SachenRBerG § 116 Abs. 1

Leitsatz

häufig von der Redaktion verfasst

Für einen Bereinigungsanspruch nach § 116 Abs. 1 SachenRBerG ist entscheidend, daß der Mitbenutzung zu Zeiten der DDR ein zumindest faktischer Schutz zukam, weil sie nach der Verwaltungspraxis der DDR oder nach den DDR-typischen Gegebenheiten als rechtmäßig angesehen wurde (Fortführung von Senat, Urt. v. 9. Mai 2003, V ZR 388/02, WM 2003, 1961; Urt. v. 14. November 2003, V ZR 28/03, WM 2004, 1348).

Sachverhalt

Wortlaut des Gerichts

Die Parteien sind Eigentümer benachbarter Grundstücke in D./Brandenburg. Die Kl. nutzen eine - 1921 vermessene - Teilfläche des Grundstücks des Bekl. als Zugang zu ihrem Grundstück und dem dort errichteten Wohnhaus; außerdem ragt in diesem Bereich eine von den Kl. genutzte Regenwassersammelgrube teilweise in das Grundstück des Bekl. hinein. Eine Mauer, welche die Teilfläche gegen sein übriges Grundstück abgrenzte, hat der Bekl. nach seinem Eigentumserwerb im Jahr 1996 teilweise abgetragen.

Die Kl. wurden auf Grund des notariellen Kaufvertrages vom 30. Januar 1985 Eigentümer ihres Grundstücks. Bereits die Voreigentümer und deren Rechtsvorgänger hatten die Teilfläche des Nachbargrundstücks in gleicher Weise genutzt.

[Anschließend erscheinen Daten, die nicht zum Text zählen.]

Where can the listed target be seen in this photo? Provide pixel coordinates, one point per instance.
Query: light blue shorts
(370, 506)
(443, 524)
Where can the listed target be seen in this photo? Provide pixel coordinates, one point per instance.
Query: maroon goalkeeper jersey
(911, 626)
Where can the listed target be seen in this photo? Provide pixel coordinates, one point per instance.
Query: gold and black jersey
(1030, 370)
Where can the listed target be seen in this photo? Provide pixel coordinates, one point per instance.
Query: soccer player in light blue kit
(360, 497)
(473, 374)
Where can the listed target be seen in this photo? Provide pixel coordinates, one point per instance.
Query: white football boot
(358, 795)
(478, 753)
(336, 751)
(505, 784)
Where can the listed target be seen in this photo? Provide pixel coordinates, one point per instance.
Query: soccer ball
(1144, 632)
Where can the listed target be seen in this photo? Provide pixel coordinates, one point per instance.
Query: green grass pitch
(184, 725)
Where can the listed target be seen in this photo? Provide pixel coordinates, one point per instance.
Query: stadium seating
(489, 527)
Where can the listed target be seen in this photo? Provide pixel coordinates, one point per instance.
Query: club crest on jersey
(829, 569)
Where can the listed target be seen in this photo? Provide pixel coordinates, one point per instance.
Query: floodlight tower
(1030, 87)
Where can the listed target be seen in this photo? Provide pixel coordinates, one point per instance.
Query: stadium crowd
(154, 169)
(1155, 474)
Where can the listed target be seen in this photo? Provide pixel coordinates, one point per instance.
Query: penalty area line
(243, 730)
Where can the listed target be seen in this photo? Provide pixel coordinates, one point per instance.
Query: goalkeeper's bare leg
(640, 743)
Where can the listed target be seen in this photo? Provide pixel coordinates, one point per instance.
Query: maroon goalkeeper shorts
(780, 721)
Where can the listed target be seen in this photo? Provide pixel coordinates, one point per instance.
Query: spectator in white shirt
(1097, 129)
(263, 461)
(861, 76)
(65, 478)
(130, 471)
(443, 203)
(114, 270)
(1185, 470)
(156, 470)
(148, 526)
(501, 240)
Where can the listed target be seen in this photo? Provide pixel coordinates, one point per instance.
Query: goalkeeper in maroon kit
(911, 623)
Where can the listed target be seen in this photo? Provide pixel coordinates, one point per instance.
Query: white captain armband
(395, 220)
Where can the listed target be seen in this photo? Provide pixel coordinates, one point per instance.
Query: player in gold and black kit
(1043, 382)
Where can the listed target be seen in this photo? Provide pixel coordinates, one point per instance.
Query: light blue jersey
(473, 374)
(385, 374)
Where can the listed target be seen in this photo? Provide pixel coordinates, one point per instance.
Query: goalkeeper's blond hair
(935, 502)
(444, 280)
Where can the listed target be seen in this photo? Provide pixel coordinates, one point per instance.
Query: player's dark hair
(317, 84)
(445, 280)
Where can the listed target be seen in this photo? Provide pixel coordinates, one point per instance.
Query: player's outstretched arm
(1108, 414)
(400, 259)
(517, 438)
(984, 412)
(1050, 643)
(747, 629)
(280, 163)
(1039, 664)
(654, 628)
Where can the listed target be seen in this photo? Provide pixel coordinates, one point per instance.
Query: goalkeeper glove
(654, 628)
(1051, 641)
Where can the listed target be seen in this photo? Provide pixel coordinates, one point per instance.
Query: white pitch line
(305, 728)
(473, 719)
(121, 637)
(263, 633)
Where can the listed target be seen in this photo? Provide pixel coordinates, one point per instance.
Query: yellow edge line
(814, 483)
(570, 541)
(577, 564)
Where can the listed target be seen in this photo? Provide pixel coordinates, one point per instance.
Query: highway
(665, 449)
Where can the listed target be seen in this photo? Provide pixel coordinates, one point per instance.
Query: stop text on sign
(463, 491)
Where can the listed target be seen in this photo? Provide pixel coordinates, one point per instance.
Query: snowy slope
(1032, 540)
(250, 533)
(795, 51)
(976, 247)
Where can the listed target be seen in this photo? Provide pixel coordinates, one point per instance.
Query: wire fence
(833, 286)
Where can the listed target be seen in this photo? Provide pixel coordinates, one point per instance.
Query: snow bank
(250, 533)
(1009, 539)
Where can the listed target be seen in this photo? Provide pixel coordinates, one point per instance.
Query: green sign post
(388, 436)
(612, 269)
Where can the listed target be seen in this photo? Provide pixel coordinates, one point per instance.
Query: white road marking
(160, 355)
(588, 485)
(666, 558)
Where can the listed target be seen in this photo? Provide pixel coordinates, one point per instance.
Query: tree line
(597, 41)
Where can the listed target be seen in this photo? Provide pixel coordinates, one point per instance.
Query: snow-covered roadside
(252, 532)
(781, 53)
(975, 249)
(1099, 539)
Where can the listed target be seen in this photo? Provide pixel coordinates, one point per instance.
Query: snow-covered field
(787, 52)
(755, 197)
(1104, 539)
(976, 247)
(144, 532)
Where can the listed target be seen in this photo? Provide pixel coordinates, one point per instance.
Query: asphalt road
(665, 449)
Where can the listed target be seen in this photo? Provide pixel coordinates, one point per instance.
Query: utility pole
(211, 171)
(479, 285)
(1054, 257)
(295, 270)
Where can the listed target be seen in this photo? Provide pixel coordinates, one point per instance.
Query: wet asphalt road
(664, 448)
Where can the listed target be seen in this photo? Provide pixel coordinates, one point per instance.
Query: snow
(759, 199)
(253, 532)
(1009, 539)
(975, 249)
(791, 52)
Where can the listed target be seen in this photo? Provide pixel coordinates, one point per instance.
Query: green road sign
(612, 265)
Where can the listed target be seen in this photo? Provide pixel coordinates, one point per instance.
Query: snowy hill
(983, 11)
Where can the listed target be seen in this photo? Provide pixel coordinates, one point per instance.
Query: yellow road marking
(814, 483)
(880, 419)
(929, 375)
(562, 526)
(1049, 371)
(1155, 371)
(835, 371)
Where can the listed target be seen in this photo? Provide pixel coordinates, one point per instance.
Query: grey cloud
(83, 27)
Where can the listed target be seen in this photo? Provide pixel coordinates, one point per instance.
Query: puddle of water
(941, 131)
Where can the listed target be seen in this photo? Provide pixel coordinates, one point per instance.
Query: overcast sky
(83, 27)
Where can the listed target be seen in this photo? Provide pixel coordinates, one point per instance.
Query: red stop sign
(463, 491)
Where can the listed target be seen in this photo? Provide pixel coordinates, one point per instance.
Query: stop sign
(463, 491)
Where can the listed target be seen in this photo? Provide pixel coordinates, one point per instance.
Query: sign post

Nach Abweisung weitergehender Klageanträge machen die Kl. gegen den Bekl. nur noch einen auf § 116 SachenRBerG gestützten Anspruch auf Bewilligung einer Grunddienstbarkeit mit dem Inhalt eines Wege- und Leitungsrechts und der Errichtung einer Stützmauer geltend. Amts- und Landgericht haben den hierauf gerichteten und zunächst nur hilfsweise geltend gemachten Klageantrag abgewiesen. Mit ihrer in dem Berufungsurteil zugelassenen Revision, deren Zurückweisung der Bekl. beantragt, verfolgen die Kl. diesen Antrag weiter.

Aus den Gründen

Wortlaut des Gerichts

I. Das Berufungsgericht hält die Voraussetzungen eines Anspruchs nach § 116 SachenRBerG für nicht gegeben. Die Bewilligung einer Grunddienstbarkeit könne nur verlangt werden, wenn die Nutzung des fremden Grundstücks mit Billigung staatlicher Stellen erfolgt sei. Daran fehle es hier. Die Teilnahme der Bürgermeisterin an einer Grenzverhandlung im Jahr 1960 reiche zur Annahme einer Billigung nicht aus, weil die umstrittene Teilfläche anschließend mit dem jetzt dem Bekl. gehörenden Grundstück verschmolzen worden sei. Ebensowenig genüge die Genehmigung des Kaufvertrages durch den Rat des Bezirkes. Zwar sei durch diese Genehmigung auch die bestehende Erschließung des Grundstücks festgestellt worden. Da das Grundstück nach den Katasterunterlagen jedoch von der Straßenseite her erschlossen und der Zugang über das Nachbargrundstück nicht eindeutig zu entnehmen gewesen sei, könne im vorliegenden Fall keine staatliche Billigung angenommen werden. Dies hält der revisionsrechtlichen Nachprüfung nicht in jeder Hinsicht stand.

II. 1. (...)

2. Zu Recht wendet sich die Revision gegen die Auffassung des Berufungsgerichts, den Kl. stehe ein Anspruch auf Bestellung einer Grunddienstbarkeit gemäß § 116 SachenRBerG schon dem Grunde nach nicht zu. Allerdings kann der Inhalt dieser Grunddienstbarkeit nicht vollständig dem Antrag der Kl. entsprechen und die Nutzung des Nachbargrundstücks zur Errichtung einer Stützmauer nicht umfassen.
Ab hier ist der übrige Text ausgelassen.